Byron walked over to the six-burner stove. It was a professional model.  "It's better," he agreed. "But this isn't equipped for restaurant  service. I can't cook on only six burners. It's still a complete  teardown. I'd still be starting from scratch."

There was a pause, then Matthew said, "Isn't that what you want?"


"Yes, well," Chadwick cleared his throat. "We thought that, with your being in Europe for over a year..."

"That you'd be more interested in a fresh start," Serena finished  diplomatically. "A place you could call your own. Where you call the  shots."

Byron stared at his family. "What are you talking about?" But the  question was a dodge. He knew exactly what they were thinking.

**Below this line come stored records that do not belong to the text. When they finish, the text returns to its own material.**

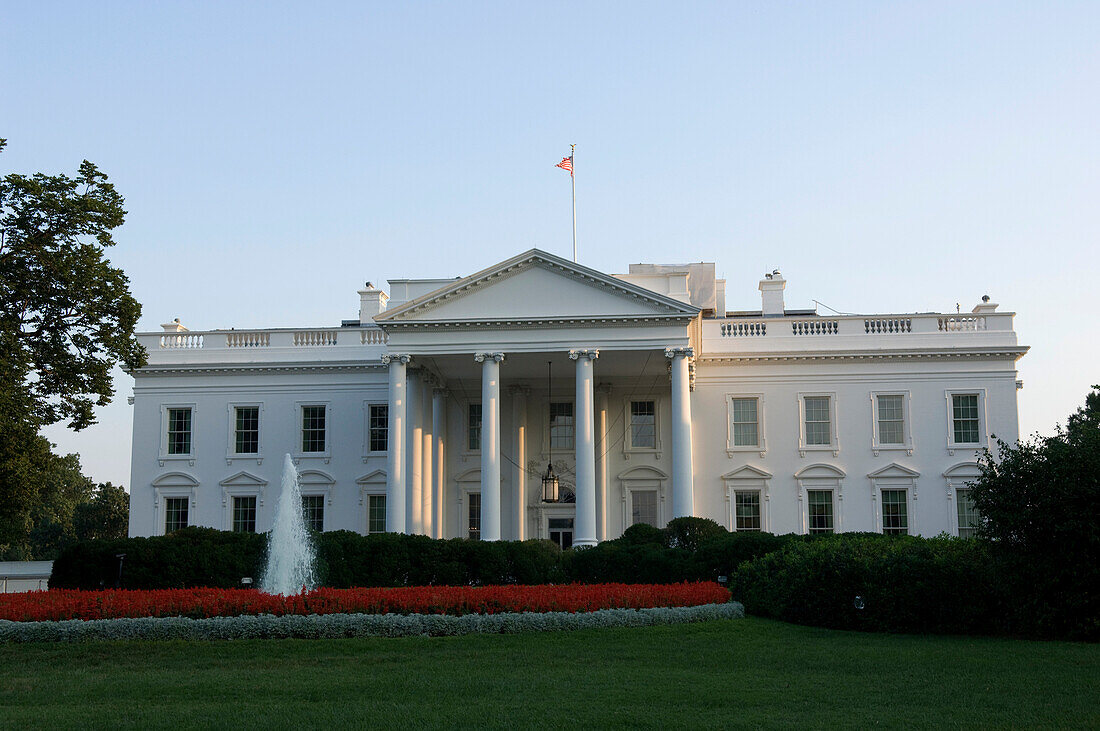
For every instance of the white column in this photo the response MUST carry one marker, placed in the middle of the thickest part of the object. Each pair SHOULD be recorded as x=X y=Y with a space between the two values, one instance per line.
x=428 y=462
x=395 y=453
x=683 y=501
x=584 y=528
x=602 y=447
x=519 y=455
x=491 y=444
x=415 y=441
x=438 y=428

That he'd had a job working for Rory McMaken in his flagship  restaurant, Sauce, in Denver and that not only had Byron been thrown out  of the place over what everyone thought were "creative differences" but  that Byron had left the country and gone to France and then Spain  because he couldn't handle the flack McMaken had given him and the  entire Beaumont family on his show on the Foodie TV network.

Too bad they didn't know what had really happened.

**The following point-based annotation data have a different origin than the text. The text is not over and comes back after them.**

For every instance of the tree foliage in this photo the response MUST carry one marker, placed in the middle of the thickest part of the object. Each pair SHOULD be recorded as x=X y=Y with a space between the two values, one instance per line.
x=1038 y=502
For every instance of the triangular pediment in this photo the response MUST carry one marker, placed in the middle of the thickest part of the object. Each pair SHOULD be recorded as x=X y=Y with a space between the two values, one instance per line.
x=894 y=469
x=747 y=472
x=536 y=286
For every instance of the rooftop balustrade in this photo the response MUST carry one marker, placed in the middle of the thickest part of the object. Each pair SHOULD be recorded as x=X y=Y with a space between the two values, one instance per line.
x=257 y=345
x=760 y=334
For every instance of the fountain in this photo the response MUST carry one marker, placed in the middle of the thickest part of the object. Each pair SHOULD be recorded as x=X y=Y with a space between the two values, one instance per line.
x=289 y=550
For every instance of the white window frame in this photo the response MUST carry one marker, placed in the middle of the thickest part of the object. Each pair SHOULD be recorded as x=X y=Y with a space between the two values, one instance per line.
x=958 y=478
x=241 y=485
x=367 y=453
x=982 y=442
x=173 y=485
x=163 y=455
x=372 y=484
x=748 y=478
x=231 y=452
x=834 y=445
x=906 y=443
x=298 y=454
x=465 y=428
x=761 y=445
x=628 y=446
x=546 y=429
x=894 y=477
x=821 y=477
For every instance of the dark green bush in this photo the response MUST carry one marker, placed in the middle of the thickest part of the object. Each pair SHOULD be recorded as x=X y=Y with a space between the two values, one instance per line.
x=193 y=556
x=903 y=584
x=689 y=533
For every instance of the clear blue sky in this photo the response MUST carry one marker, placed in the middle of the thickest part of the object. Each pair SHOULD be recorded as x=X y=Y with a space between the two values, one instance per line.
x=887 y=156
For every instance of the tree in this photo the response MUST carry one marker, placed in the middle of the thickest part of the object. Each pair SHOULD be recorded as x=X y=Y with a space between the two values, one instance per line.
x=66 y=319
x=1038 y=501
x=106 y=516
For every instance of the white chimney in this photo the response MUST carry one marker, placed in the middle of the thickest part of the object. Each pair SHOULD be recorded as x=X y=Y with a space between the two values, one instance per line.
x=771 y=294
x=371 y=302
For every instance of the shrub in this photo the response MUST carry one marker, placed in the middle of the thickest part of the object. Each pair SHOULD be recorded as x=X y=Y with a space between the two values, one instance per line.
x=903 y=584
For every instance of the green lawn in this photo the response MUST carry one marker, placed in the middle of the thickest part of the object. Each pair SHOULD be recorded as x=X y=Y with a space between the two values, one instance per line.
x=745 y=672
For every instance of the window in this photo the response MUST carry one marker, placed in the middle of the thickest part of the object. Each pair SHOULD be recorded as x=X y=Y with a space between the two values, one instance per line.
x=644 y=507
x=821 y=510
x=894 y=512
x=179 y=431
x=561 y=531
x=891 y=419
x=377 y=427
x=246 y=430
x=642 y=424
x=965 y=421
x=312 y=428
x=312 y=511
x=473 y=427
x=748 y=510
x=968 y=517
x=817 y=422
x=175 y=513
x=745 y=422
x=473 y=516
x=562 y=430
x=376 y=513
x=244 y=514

Byron's contact with his family had been intentionally limited over the  past twelve months-his twin sister Frances notwithstanding. Nearly all  of the family news had filtered down through Frances. That's how Byron  had learned that Chadwick had not only gotten divorced but had then also  married his secretary and adopted her daughter. And that's how Byron  had learned Phillip was marrying his horse trainer. No doubt, Frances  was the only reason anyone knew where Byron had been.

Still, Byron was touched by his family's concern. He'd more or less  gone off the grid to protect them from the fallout of his one great  mistake-Leona Harper. Yet here they were, trying to convince him to  return to Denver by giving him the blank slate he'd been trying to find.

Chadwick started to say something but paused and looked at his wife.  Something unspoken passed between them. Just the sight of it stung Byron  like lemon juice in a paper cut.

"You wouldn't have to get independent financing," Serena told Byron.  "The up-front costs would be covered between the settlement you received  from the sale of the Beaumont Brewery and the capital that Percheron  Drafts can provide."